Both the finance minister and representatives of large local business operators like Agrikom and the Flour Producers’ Association described the government’s decision as ‘civil’ and ‘modern’, saying that using lorries for grain transportation was inadequate.
Bread producers had already been struggling with a reported 30–35% rise of wheat prices.
According to official statistics, while 90% of wheat in Georgia is imported, less than 16,000 tonnes of the 276,000 tonnes of total imports were transported by land.
Land freight providers usually transport wheat at a cheaper price, supplying smaller mills which allow cheaper bread and pastry products to be produced, challenging bigger companies.
‘Creating a monopoly’
On 14 September, the opposition European Georgia Party summoned the finance minister before parliament to answer questions regarding the ban.
‘About five thousand families in Georgia are going to be left without an income and face bank loans so that three families can create a monopoly. This situation was created with the direct involvement of the state and the order issued by the finance minister. It is unacceptable that the state creates a monopoly for the sake of private interests and corruption’, the party’s leader Davit Bakradze stated.
As protesters blocked the Custom Clearance Zone, members of European Georgia visited them to give support, but some drivers protested their involvement.

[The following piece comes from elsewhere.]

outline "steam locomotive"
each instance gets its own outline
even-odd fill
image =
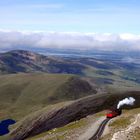
[[[117,117],[117,116],[119,116],[121,114],[122,114],[121,109],[114,109],[114,110],[111,110],[109,113],[107,113],[106,117],[107,118],[114,118],[114,117]]]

One of the leaders of the protest, Tengo Mushkudiani told OC Media that they rejected the involvement of opposition parties as they ‘preferred to fight by themselves’.
The ban formally leaves space for ‘exceptions’ for transporting wheat and multigrain by land with the permission of the Revenue Service, which according to business lawyer Akaki Chargeishvili, creates risks of corruption as the conditions for exceptional cases remains unclear.
Importers and drivers have complained that the government created problems for them long before the formal ban. In spring, Georgian authorities amended sanitary regulations on food imports, which introduced fees for testing for the presence of genetically modified crops, some of which are banned in Georgia.
Drivers say that on top of the fee, at least ₾250 ($95), waiting times at the border also increased. The Customs Service said the change was a part of harmonising Georgian legislation with the European Union.
Vaso Urushadze, head of transport advocacy group Hub Georgia, told OC Media they would challenge the ban in court, claiming it contradicted the 2014 Georgian Law on Competition.
‘By the finance minister’s order, competition in the area of wheat imports has been curtailed, banning thousands of small entrepreneurs from continuing their operations. The government is artificially establishing a monopoly for the benefit of certain companies and the individuals behind them’, said Urushadze.